Kültür varlıklarının restore edilip, Türkiye turizmine ve kültürüne kazandırılmasına, ayrıca işlevsel hale getirilip, sürdürülebilir koruma sağlanmasına en güzel örneklerden biri olan "Niğde Üniversitesi Kültür ve Sanat Evi" hafta sonları gerçekleştirilen kültürel ve sanatsal etkinliklerle üniversite  personeline, öğrencilere ve Niğde halkına hizmet vermeye devam ediyor.

 

Haber : Muhammet AKBABA - Harun ÖZTÜRK (Radyo Tv Programcılığı - I (II.Öğretim))

 

Kültür ve Sanat Evinde bu hafta sonu iki etkinlik birden gerçekleştirildi. Cumartesi günleri Prof. Dr. Ziya Avşar tarafından Mevlana'nın yaşam felsefesi, eserleri ve günümüz dünyasındaki yeri hakkında bilgi verilen Mesnevi Sohbetleri saat 13.00 da başladı. Mesnevi Sohbetlerinin ardından Niğde Üniversitesi Kaşgarlı Mahmud Uygur-Çin Uygulama ve Araştırma Merkezi ile Niğde Üniversitesi Kaşgarlı Mahmut Düşünce Topluluğu Öğrenci Kulübü işbirliğiyle hazırlanan ve bu hafta ikincisi düzenlenen “Türkistan Söyleşileri” gerçekleştirildi.

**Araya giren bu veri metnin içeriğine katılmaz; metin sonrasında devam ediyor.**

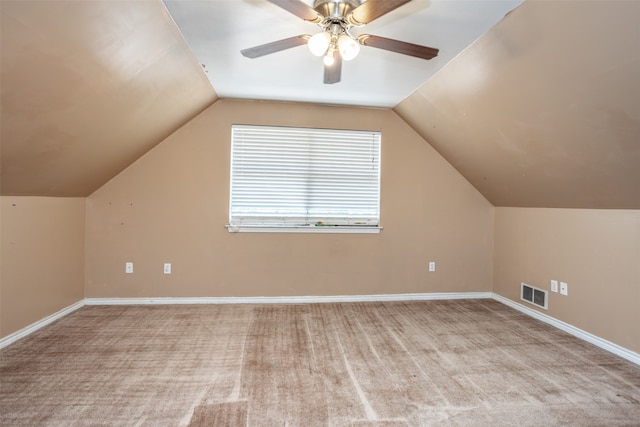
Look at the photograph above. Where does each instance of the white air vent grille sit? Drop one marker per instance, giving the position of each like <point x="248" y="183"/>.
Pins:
<point x="533" y="295"/>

''Türk Dünyasında Misyonerlik Bağlamında Türkoloji'' konusunun ele alındığı söyleşide Avrupa, Kafkaslar, Anadolu ve Asya’da geçmişten günümüze gelişen misyonerlik hareketleri tartışıldı.

Doç. Dr. Hikmet Koraş’ın, konuşmacı olduğu söyleşide misyonerliğin sadece din üzerine kullanılmadığı siyaset başta olmak üzere birçok konuyu kapsadığı belirtildi. Koraş, “Misyonerlik sadece din için yapılmıyor. Asıl amaç dünyada egemen unsur olabilmek. Kendi tarihi değerlerimiz bile yabancı Türkologlar tarafından araştırılıp yazılıyor. Bilimsel gerçekçilikten çok misyonerlik gereği olan bu araştırmalar aslında Türkistan coğrafyasında yaşayan bizlerin sadece bu gününü ve geleceğini değil, tarihi geçmişini de yok etmektir. Günümüzde en etkili şekli medya ile yapılıyor ve bu faaliyetlere karşı koymanın en iyi yolu kendi değerlerimize sahip çıkmak, araştırmak ve bilgili olmaktan geçiyor” dedi.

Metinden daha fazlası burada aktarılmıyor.